Two professors and a graduate student from the Department of History, Classics, and Religion - together representing all three disciplines within the department - recently presented their research at a major international conference in Taipei, Taiwan. 

The conference, "Spaces of Familiarity, Spaces of Difference in the Mediterranean," held March 18-19, was hosted by the Institute of History and Philology at Academia Sinica, Taiwan's national research institute. Over seventy researchers from North and South America, North Africa, Europe, Australia, East Asia, and Southeast Asia gathered in Taipei for this landmark event, the first Mediterranean Studies conference of this size to be held in East Asia. 

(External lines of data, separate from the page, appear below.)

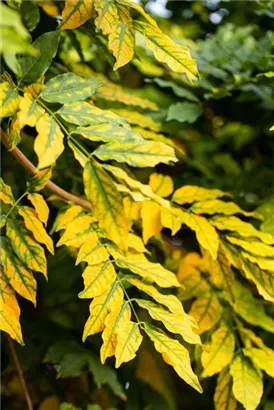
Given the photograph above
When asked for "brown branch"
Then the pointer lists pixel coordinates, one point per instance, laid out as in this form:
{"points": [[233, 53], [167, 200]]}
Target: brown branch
{"points": [[51, 186], [20, 372]]}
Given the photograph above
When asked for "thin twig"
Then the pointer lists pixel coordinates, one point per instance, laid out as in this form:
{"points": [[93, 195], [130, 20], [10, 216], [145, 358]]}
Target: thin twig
{"points": [[51, 186], [20, 373]]}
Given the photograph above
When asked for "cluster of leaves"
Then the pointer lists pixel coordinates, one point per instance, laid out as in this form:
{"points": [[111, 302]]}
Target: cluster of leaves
{"points": [[57, 98]]}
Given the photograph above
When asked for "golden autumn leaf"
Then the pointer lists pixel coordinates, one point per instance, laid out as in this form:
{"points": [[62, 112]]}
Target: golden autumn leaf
{"points": [[9, 310], [48, 144], [20, 278], [151, 219], [76, 13], [219, 352], [6, 194], [223, 396], [40, 206], [247, 382], [107, 203], [175, 355], [33, 224]]}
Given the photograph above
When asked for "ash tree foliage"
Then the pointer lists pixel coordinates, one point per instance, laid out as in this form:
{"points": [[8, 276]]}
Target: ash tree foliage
{"points": [[136, 205]]}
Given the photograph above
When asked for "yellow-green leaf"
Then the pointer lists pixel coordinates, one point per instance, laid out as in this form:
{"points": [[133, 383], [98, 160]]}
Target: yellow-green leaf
{"points": [[175, 355], [97, 279], [189, 193], [162, 185], [232, 223], [247, 382], [99, 308], [19, 277], [181, 324], [69, 87], [48, 144], [206, 310], [153, 272], [36, 227], [262, 358], [223, 396], [40, 180], [9, 98], [26, 248], [6, 195], [151, 219], [76, 13], [219, 352], [136, 152], [40, 206], [9, 310], [165, 50], [30, 112], [106, 202]]}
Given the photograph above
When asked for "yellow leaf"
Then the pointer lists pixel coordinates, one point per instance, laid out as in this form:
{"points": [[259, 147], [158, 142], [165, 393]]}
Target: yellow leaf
{"points": [[26, 248], [219, 353], [162, 185], [165, 50], [189, 193], [181, 324], [35, 226], [223, 396], [40, 180], [29, 111], [151, 219], [99, 308], [9, 98], [232, 223], [40, 206], [76, 13], [247, 382], [6, 195], [97, 279], [170, 301], [9, 310], [106, 202], [206, 310], [19, 277], [119, 316], [153, 272], [262, 358], [92, 251], [175, 355], [129, 339], [48, 144]]}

Craig Harvey, Assistant Professor of Roman Archaeology, presented a paper titled, "Applying the Familiar to the Different: Local Influences on the Heating Systems of Roman-style Baths in the Northeastern Mediterranean." 

Josie Hendrickson, Associate Professor of Islamic Studies, presented "Taqiyya (Precautionary Dissimulation) in the Islamic West." As a Visiting Scholar this term at Academia Sinica's Institute of History and Philology, Hendrickson also served as a co-organizer for the conference.

Arwen Thysse (陳藹文), a doctoral candidate in History, presented "Spontaneous Blackness and Hellish Skins: A Comparative Reading of the Tale of Geirmundr Heljarskinn and Rachel Schine's Study of 'Abd al-Wahhab from the Sirat al-amirah dhat al-himmah."

The participation of all three scholars was supported by generous research grants from the Taiwan Studies Program at the University of Alberta.